Lima belas menit kemudian Kumara kembali, dia menyerahkan satu kresek penuh testpack dengan banyak pilihan merk. Nina berjalan masuk ke dalam kamar mandi di bantu Kumara, dia duduk diatas toilet mencoba salah satu merk. Tapi kemudian berakhir mencoba semuanya secara bersamaan.

Dia terdiam di kamar mandi, semua testpack dia balik. Tidak mampu jika harus melihat hasilnya secara langsung.

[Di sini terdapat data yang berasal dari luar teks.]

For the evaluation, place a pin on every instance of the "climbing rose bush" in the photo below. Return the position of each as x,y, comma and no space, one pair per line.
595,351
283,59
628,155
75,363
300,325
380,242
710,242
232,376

Tiga menit sudah berlalu, dengan perlahan dia membuka salah satunya. Tangannya bergetar, dia menarik napas dalam-dalam.

“Ah, sialan…” Dia bergumam ketika hasil testpack menunjukkan hasil positif, dengan terburu dia membalik semuanya dan hasilnya sama. Positif.

Dia hamil.

Nina terdiam, memandang semua hasil itu di depannya dan tanpa terasa airmata perlahan jatuh satu persatu, sejurus kemudian dia terisak. Menangis di dalam kamar mandi seorang diri.